WASHINGTON — Janet L. Yellen, the Federal Reserve chairwoman, told lawmakers Wednesday that proposals to increase congressional oversight of the central bank could cause collateral damage to the broader economy.
Ms. Yellen’s warning, delivered in prepared testimony to the House Financial Services Committee, marked an intensification of the Fed’s opposition to the measures, mostly backed by congressional Republicans.
It is likely to heighten tensions between the Fed and its overseers.
“Efforts to further increase transparency, no matter how well intentioned, must avoid unintended consequences that could undermine the Federal Reserve’s ability to make policy in the long-run best interest of American families and businesses,” Ms. Yellen said, according to an advance copy of her prepared remarks.
She is scheduled to appear before the committee at 10 a.m.
Ms. Yellen said the Fed’s monetary policy plans had not changed in recent weeks. Officials still expect to start raising the Fed’s benchmark interest rate later this year, provided the economy grows in line with their expectations.
And she suggested that the economic outlook was brightening, mentioning among other factors the benefits of low oil prices, low interest rates, increased hiring and the spillover benefits from stimulus campaigns in other developed economies.
“Looking forward, prospects are favorable for further improvement in the U.S. labor market and the economy more broadly,” she told the committee.
Ms. Yellen tipped her hat to problems in Greece and China but, like other Fed officials, she does not seem overly worried. “Although the recovery in the euro area appears to have gained a firmer footing, the situation in Greece remains difficult,” she said. “And China continues to grapple with the challenges posed by high debt, weak property markets and volatile financial conditions.”
The International Monetary Fund has argued the Fed should wait until next year before raising interest rates. A few Fed officials agree. But Ms. Yellen made clear Wednesday that the position of the majority had not changed.
“If the economy evolves as we expect, economic conditions likely would make it appropriate at some point this year to raise the federal funds target rate, thereby beginning to normalize the stance of monetary policy,” she said.
The Fed’s relationship with its congressional overseers has deteriorated since Ms. Yellen took over the Fed and Republicans took over both chambers of Congress.
Ms. Yellen’s last appearance before the House committee, in February, was an openly hostile affair. Ms. Yellen is scheduled to answer the committee’s questions on Wednesday after reading her testimony.
Representative Jeb Hensarling, a Texas Republican who is chairman of the Financial Services Committee, is pursuing an investigation of a 2012 leak of confidential information about the Fed’s bond-buying plans. The Fed has refused to provide some information, citing a continuing investigation by the Justice Department, a position Mr. Hensarling has described as “willful obstruction.”

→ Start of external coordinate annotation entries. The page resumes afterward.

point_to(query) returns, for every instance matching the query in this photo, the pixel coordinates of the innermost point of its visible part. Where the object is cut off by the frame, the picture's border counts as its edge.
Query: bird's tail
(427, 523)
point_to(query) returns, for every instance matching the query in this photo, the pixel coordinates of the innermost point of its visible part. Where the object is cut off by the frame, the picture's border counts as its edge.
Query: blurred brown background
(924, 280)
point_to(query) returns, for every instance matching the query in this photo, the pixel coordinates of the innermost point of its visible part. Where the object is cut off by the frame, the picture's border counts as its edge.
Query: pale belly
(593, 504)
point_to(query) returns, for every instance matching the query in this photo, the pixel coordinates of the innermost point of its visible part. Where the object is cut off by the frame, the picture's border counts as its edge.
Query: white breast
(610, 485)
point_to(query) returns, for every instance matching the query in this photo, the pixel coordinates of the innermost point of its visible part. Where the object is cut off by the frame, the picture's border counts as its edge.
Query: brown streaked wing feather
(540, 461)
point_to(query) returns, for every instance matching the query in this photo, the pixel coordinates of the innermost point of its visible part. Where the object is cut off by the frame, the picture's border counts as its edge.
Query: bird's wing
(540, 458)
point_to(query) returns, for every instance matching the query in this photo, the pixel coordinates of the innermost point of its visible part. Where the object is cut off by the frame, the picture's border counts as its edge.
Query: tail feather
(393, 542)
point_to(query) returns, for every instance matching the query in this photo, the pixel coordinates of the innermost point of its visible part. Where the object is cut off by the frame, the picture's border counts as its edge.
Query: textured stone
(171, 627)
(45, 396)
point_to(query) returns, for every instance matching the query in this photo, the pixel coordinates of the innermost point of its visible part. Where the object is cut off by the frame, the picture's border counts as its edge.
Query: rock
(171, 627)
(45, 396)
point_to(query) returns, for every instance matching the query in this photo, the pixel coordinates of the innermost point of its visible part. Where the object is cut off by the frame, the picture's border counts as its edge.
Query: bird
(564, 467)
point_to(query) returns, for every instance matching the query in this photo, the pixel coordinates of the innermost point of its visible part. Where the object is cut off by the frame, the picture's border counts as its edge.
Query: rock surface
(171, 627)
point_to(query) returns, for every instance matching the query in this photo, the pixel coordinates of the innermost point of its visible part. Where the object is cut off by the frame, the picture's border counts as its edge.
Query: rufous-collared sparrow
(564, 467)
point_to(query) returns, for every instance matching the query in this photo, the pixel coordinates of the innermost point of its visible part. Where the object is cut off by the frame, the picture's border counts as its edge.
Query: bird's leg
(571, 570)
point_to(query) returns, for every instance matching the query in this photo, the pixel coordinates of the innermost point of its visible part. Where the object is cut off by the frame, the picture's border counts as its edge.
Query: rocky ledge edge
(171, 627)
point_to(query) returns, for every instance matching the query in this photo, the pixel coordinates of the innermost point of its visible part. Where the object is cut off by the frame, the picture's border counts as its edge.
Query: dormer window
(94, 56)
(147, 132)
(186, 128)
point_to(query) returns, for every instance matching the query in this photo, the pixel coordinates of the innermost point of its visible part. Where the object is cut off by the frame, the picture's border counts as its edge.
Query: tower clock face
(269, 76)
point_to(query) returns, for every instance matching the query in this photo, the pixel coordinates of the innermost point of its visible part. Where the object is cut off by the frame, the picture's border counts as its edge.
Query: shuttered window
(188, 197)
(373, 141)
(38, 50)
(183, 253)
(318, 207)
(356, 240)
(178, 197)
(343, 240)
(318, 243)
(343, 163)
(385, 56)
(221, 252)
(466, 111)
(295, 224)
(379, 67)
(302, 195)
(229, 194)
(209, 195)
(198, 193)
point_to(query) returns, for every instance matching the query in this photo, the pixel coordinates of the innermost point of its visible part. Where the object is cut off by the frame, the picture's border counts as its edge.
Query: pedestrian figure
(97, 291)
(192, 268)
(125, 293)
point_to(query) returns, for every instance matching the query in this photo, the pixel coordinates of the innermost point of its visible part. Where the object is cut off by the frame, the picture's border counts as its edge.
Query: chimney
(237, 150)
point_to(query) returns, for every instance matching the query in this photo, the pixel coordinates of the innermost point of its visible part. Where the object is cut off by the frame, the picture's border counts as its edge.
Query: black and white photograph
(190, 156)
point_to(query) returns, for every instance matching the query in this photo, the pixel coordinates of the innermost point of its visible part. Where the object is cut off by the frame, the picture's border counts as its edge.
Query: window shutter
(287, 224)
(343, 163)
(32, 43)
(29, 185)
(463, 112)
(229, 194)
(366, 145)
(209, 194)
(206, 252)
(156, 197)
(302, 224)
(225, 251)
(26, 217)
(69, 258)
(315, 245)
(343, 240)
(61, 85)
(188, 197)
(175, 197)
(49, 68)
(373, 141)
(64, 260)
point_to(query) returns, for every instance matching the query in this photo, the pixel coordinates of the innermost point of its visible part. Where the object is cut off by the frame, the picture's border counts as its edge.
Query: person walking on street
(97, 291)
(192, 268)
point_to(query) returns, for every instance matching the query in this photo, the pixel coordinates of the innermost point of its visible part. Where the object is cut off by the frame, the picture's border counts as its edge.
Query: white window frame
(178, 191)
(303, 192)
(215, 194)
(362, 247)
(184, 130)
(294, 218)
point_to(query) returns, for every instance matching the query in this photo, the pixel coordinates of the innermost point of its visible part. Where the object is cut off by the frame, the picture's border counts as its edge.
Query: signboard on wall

Congress is also considering a number of measures to increase oversight of the central bank. One proposal would require the Fed to articulate a rule for setting interest rates, and then justify deviations from that rule. Another would subject the Fed’s policy-making process to regular external review.
Ms. Yellen and other Fed officials argue that such changes would inhibit the conduct of monetary policy. The Fed, like central banks in other developed nations, is insulated from political pressure so it can make unpopular decisions that have long-term benefits, like raising interest rates to control inflation.
Ms. Yellen said Wednesday that the Fed already ranked “among the most transparent central banks,” and cautioned against opening new windows.
“Measures that affect the ability of policy makers to make decisions about monetary policy free of short-term political pressure, in the name of transparency, should be avoided,” Ms. Yellen said in her testimony.
Proponents of the measures, however, say additional oversight would strengthen the conduct of monetary policy. They argue that the Fed has aimed at an increasing number of targets since the financial crisis, including job growth and financial stability, at the expense of a pure focus on inflation.
“The Fed’s clamor for independence is its underpinning for circumventing any sort of congressional accountability,” Representative Sean Duffy, a Wisconsin Republican, said at a Tuesday hearing on Fed transparency.